As lawyers we are often guiding our clients on defining the “business of the company”, so I thought I’d write a post on this topic. “Business of the company” is formally declared in several circumstances and for several reasons. Three main reasons are suggested below:
First, as part of a non-competition provision.
The business of the company will be stated in a Shareholders Agreement, Non Disclosure Agreement, Employment, Consulting or Advisory agreement as part of a non-competition mechanism. Once the “business” is defined, then the person agreeing to the non-competition provision is agreeing to restrict himself/herself or itself (in the case of a corporate person) from actions that are competitive to that business. As an example, I have provided a sample non-competition clause (emphasis added):
Each Shareholder agrees that, while the Shareholder is a Shareholder, Director, Officer, employee, consultant, or independent contractor of the Corporation:
(a) any business opportunity that comes to the attention of the Shareholder that is similar to, or that relates to, the Business of the Corporation, or that arises out the Shareholder’s connection with the Corporation, is to be pursued exclusively by the Corporation; and
(b) for a period of [twelve (12)] months after ceasing to be a Shareholder, Director, Officer, employee, consultant or independent contractor of the Corporation, the Shareholder will not, solely or jointly with others be directly or indirectly involved with a business that is in direct competition with the Business of the Corporation in any jurisdiction in which the Corporation carries out the Business of the Corporation.

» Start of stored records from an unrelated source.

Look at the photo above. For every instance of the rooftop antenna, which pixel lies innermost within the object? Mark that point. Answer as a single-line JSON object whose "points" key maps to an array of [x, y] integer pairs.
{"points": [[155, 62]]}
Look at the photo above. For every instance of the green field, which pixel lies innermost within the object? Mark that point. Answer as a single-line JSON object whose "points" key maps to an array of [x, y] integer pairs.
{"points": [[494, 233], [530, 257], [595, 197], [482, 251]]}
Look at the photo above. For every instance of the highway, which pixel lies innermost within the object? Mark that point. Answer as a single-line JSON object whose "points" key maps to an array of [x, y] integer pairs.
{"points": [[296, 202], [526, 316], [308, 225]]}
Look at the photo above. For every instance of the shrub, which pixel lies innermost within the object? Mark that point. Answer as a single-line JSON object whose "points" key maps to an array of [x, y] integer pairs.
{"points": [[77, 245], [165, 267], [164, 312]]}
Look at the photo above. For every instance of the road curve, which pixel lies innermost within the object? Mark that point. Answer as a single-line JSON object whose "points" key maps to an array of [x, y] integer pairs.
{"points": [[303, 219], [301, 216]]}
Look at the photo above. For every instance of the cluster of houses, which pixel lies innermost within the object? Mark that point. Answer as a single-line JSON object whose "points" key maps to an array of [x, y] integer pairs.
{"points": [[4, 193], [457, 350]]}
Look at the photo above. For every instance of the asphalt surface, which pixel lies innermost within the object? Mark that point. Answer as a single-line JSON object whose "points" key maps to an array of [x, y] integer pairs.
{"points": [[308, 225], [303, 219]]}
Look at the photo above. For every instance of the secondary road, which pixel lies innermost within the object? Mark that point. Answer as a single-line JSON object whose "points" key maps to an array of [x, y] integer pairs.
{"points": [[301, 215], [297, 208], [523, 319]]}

It’s important to note that a non-competition clause coupled with an overly-broad definition of business of the corporation may make it difficult for the clause to be enforceable. If the definition of the business clause promotes an “unreasonable restraint of trade”, or in other words, should employees find it difficult to take any other job because they would potentially be offending the non-competition clause, it may be overbroad.
Second, as part of a trademark.
One of the requirements of a trademark registration is to exhaustively list the nature of the “wares” and “services” that are associated with a business “mark”. If the mark in question is synonymous with the business name of a corporation, then the “wares” and “services” will match the business activities of the corporation. For an example, please consider the registered “wares” and registered “services” of Nike directly below, from which you can presume that Nike is in the business of selling:
Bags, namely all-purpose sports bags, backpacks, duffel bags, shoulder bags, waistpacks, fannypacks, computer bags, binders, student planners, zippered pouches, pocket calendars; computer software in the field of health and fitness used to manage digital music, store and organize digital music, create custom CDs, download digital music from the Internet, build, manage and transfer play lists, categorize music by tempo, log fitness data, namely, times, paces, heart rate and injuries, create workout schedules and goals, download data from a watch to a computer; digital audio equipment, namely portable digital music players, radio link watches, and heart monitors.
Over time it may be the case that the original definition of wares and services supplied to the trademark registrar does not include certain products or services sold by the business. If that is the case, an overly-narrow definition of the business of the company may require the company to re-apply for a trademark.
Third, as part of the registered articles of incorporation
In our recent article entitled Authorizing vs. Allocating vs. Issuing Shares in your Company I discussed that a careful investor will sometimes require that a limit is placed upon the issuance of new shares in any and all share classes. Such a restriction ensures that the number of shares available for issue are a matter of public record, and therefore any changes to the number of shares available for issue would require a formal amendment of the articles. The same principal applies to the nature of the business of the corporation. A careful investor may desire to place a restriction on the nature of the business of the corporation. For investor/shareholder protection reasons, a similar restriction, i.e. a requirement of board or shareholder approval for a change in the business conducted by the corporation, is often included in a shareholders’ agreement, and this is typically found within the management rights provisions in a shareholders’ agreement. But to be extra-careful, an investor may require that this restriction (both the definition of the nature of the business conducted by the corporation, and the approval requirements) be publicly published in order to prevent any deviations from occurring without a formal amendment to the articles of incorporation. Although “restrictions on the business” is one of the few elements on an Ontario and Canadian incorporation form, I might mention that it is not a common practice to complete this section by new private companies that are forming, but is certainly possible to include such a restriction.
- It is useful to think about the boundaries around which your business will operate in order to establish both restrictions and protections.
- An overly broad definition of business may be detrimental to a non-competition clause.
- An overly narrow definition of business may be detrimental to a trademark clause.
- Although not commonly included in a fresh incorporation, incoming investors may require that the business of the corporation be stated as a matter of public record.